Diese Zuständigkeit kann sich über IT, Geschäftssysteme, Data Governance, Finanzen, Betrieb, Personalwesen, Kundenerfahrung oder andere Teams erstrecken. Das ist in Ordnung. Was nicht in Ordnung ist, ist so zu tun, als gäbe es eine Zuständigkeit, nur weil mehrere Gruppen beteiligt sind.

Auch bei geteilter Zuständigkeit braucht es ein Modell. Teams sollten wissen, wer Fehler überprüft, wer Änderungen genehmigt, wer die Dokumentation aktualisiert, wer reagiert, wenn der Geschäftsprozess nicht mehr zur Integration passt, und wer entscheidet, ob eine neue Anforderung in das Kernsystem oder in eine lokale Übergangslösung gehört. Sie sollten auch wissen, wer die Regeln kontrolliert, wenn Software zunehmend automatisiert agiert. Dazu gehören Workflow-Regeln, Eskalationsregeln, Sicherheitsvorkehrungen für KI-Agenten, manuelle Kontrollpunkte und die kontextbezogenen Signale, die das System verwenden darf. Ohne diese Struktur kann die Einführung zwar technisch gelingen, während die integrierte Umgebung jedoch langsam immer schwerer zu verwalten wird.

Der Rollout-Plan ist nicht der Integrationsplan. Er kann zwar angeben, wann das System in Betrieb genommen wird, aber er kann nicht belegen, dass die Arbeiten bereit für die Umstellung sind.

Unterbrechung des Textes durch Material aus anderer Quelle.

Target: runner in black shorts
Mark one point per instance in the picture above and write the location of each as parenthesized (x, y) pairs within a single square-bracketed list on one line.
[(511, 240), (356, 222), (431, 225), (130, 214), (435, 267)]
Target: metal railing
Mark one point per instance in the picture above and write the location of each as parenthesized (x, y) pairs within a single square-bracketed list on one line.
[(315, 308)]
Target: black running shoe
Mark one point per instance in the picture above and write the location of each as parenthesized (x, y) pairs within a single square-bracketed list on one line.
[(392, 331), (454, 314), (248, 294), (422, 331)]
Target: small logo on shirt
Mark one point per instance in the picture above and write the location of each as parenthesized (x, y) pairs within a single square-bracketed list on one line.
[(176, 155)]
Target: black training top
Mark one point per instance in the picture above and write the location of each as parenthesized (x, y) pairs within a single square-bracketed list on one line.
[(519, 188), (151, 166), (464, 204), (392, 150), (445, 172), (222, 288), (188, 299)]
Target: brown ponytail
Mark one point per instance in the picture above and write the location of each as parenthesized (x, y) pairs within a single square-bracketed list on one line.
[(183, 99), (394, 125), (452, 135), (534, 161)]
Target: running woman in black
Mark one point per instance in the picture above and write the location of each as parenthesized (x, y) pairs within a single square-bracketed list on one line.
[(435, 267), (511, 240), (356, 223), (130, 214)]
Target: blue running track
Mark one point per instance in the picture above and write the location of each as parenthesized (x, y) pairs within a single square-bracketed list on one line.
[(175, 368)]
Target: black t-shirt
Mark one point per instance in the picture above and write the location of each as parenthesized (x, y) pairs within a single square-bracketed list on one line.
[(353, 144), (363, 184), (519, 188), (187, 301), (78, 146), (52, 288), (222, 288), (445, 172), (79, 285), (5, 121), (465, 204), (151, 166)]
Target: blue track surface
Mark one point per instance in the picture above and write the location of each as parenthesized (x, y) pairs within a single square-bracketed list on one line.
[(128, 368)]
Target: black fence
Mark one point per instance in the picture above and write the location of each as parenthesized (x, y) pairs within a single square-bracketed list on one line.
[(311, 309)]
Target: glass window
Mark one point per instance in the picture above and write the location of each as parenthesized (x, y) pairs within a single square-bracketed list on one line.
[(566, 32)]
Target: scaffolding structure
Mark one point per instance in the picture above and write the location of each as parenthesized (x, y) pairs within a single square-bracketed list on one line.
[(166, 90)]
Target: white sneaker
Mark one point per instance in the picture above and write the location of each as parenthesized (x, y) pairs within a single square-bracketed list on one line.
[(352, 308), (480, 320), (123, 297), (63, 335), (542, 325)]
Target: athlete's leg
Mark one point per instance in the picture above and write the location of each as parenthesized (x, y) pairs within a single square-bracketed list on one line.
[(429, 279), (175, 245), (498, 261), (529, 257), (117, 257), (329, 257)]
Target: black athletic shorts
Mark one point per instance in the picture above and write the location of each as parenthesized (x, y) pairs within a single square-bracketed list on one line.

Genau darum geht es bei diesen Überprüfungen. Sie sollen nicht jedes Projekt verlangsamen oder jede Integrationsdiskussion in eine Governance-Übung verwandeln, sondern die Stellen aufdecken, an denen ein sauberer Rollout-Plan ungelöste Aufgaben verbergen kann: Welche Daten müssen übertragen werden? Welche Übergabe ist entscheidend? Was passiert, wenn der Prozess auf eine Ausnahme stößt? Ist die Berichterstattung vertrauenswürdig? Wer ist nach dem Start für die Integration verantwortlich? Diese Fragen sind praxisnah, weil sie genau dort ansetzen, wo Unternehmenssoftwareprojekte tatsächlich in Schwierigkeiten geraten – nicht im Abstrakten, nicht nur in der Architektur, sondern im täglichen Fluss von Daten, Entscheidungen, Genehmigungen, Berichten und Arbeitsabläufen über Systeme hinweg.

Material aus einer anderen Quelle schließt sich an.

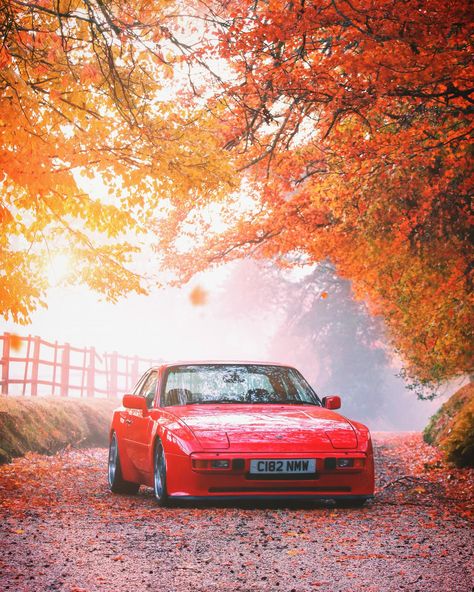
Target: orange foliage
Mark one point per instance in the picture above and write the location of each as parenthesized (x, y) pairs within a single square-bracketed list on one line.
[(85, 90), (351, 122)]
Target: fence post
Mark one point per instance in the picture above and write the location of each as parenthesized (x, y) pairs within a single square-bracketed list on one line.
[(35, 366), (113, 388), (65, 370), (134, 374), (91, 373), (5, 362)]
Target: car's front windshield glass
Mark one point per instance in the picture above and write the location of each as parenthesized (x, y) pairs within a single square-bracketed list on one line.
[(236, 383)]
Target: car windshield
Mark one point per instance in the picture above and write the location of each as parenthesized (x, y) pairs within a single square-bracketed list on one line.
[(236, 383)]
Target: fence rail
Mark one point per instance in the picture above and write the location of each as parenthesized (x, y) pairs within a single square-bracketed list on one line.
[(33, 366)]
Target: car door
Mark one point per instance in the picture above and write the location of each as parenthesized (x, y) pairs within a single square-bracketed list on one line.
[(140, 426)]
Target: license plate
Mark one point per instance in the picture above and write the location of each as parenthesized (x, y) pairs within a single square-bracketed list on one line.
[(277, 465)]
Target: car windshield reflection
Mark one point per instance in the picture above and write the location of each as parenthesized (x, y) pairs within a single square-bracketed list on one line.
[(202, 384)]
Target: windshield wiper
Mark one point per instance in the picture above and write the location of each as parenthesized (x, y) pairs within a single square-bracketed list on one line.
[(215, 402), (298, 403)]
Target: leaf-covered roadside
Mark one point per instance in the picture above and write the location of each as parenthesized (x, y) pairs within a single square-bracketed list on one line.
[(452, 427), (62, 530)]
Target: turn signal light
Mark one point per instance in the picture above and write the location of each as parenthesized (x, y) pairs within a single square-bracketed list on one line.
[(210, 464), (350, 463), (220, 464), (200, 464), (345, 462)]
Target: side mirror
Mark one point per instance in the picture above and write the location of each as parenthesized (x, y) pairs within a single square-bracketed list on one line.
[(134, 402), (333, 402)]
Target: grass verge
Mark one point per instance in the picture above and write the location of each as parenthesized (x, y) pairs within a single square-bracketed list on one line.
[(46, 425)]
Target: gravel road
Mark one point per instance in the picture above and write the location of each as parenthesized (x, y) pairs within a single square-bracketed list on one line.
[(61, 530)]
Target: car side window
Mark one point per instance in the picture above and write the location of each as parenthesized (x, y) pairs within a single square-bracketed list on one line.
[(148, 389), (138, 387)]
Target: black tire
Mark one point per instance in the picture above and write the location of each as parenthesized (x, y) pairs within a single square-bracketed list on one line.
[(351, 503), (116, 482), (159, 475)]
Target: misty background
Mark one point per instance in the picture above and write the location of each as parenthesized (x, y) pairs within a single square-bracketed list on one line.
[(252, 311)]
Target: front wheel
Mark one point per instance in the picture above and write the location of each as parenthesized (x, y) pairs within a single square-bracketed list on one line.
[(351, 503), (159, 475), (116, 482)]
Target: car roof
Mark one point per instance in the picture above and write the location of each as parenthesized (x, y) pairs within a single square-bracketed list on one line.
[(220, 363)]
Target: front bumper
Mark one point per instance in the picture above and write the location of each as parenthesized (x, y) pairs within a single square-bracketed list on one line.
[(337, 483)]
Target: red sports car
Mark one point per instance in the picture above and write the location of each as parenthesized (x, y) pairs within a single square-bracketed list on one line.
[(221, 430)]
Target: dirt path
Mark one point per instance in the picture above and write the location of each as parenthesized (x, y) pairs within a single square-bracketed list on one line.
[(61, 529)]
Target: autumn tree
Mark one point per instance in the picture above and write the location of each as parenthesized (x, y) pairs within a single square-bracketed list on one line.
[(351, 123), (87, 90)]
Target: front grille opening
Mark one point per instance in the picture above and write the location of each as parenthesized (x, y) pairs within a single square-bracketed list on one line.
[(238, 464), (276, 489), (330, 464), (281, 476)]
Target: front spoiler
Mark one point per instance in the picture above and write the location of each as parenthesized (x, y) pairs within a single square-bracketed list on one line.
[(265, 497)]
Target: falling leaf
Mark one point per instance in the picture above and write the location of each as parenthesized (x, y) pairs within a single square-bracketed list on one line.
[(15, 342), (198, 296)]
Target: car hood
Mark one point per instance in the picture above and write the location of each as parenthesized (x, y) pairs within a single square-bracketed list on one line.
[(274, 428)]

Sie gewinnen zudem an Bedeutung, da Software oberflächlich gesehen Einfachheit verspricht, während sie im Hintergrund mit größerer Komplexität umgeht. Der Nutzer sieht vielleicht einen übersichtlicheren Arbeitsablauf, eine bessere Benutzeroberfläche, eine automatisierte Empfehlung oder eine schnellere Antwort. Doch hinter dieser Erfahrung verbergen sich möglicherweise mehr Systeme, Regeln, Datenquellen, Automatisierungen und Akteure.

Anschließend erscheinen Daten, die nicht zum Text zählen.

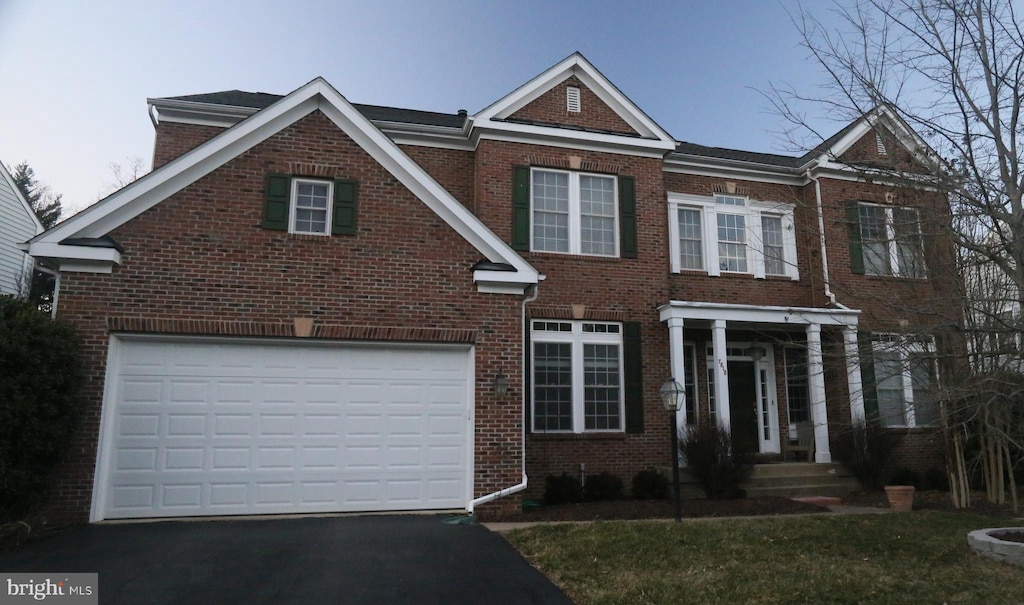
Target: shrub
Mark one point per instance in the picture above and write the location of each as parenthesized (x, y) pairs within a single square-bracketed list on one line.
[(602, 486), (711, 459), (40, 401), (866, 449), (562, 488), (649, 484)]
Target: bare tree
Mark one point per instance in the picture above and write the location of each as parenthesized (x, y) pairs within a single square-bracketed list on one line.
[(123, 175), (952, 72)]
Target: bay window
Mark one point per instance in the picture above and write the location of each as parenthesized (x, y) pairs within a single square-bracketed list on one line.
[(731, 234)]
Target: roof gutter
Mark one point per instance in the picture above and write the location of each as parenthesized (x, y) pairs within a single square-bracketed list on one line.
[(522, 484), (821, 240)]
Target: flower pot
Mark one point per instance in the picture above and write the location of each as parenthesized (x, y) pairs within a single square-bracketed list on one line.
[(900, 498)]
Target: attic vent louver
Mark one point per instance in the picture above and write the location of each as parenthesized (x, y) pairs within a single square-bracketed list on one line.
[(572, 99)]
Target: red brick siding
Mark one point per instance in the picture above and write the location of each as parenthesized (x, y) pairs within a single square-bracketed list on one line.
[(453, 169), (550, 107), (202, 256), (174, 139), (611, 289)]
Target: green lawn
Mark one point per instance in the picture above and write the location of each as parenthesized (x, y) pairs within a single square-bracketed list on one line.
[(921, 558)]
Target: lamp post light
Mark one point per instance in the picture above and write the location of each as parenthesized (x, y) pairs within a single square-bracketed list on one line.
[(672, 397)]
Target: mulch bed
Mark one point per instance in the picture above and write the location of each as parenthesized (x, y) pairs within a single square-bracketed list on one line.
[(747, 507)]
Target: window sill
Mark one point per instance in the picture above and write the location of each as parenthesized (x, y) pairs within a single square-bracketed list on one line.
[(579, 436)]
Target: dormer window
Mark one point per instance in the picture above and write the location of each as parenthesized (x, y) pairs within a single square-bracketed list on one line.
[(572, 99)]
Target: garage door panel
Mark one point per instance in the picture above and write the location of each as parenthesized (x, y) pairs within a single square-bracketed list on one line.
[(206, 428)]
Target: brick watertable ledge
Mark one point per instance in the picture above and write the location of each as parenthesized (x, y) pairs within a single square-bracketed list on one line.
[(287, 330)]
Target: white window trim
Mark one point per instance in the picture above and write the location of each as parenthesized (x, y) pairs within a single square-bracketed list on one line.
[(755, 247), (576, 220), (294, 199), (894, 267), (578, 338), (894, 343)]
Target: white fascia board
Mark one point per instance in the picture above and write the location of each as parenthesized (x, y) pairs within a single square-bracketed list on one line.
[(417, 180), (608, 140), (759, 314), (557, 138), (9, 179), (574, 65), (126, 204), (699, 166), (199, 113), (46, 250)]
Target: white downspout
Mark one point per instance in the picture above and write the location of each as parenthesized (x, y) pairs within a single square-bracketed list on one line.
[(821, 241), (522, 485)]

Das kann nützlich sein. Es kann aber auch riskant sein, wenn niemand weiß, was koordiniert wird, welcher Kontext verwendet wird und wer für das Ergebnis verantwortlich ist.

Bei der Integration von Unternehmenssoftware geht es nicht nur darum, Anwendungen miteinander zu verbinden. Es geht auch darum, genügend Sinnhaftigkeit, Kontrolle, Timing und Verantwortlichkeit für den Geschäftsprozess zu bewahren, damit dieser auch nach der Verbindung weiterhin funktioniert. Deshalb ist der beste Zeitpunkt, diese Fragen zu stellen, bevor der Rollout-Plan feststeht. Danach verschwinden die Fragen nicht. Sie werden lediglich teurer.

 

Dieser Artikel ist im Original in englischer Sprache auf Search ERP erschienen.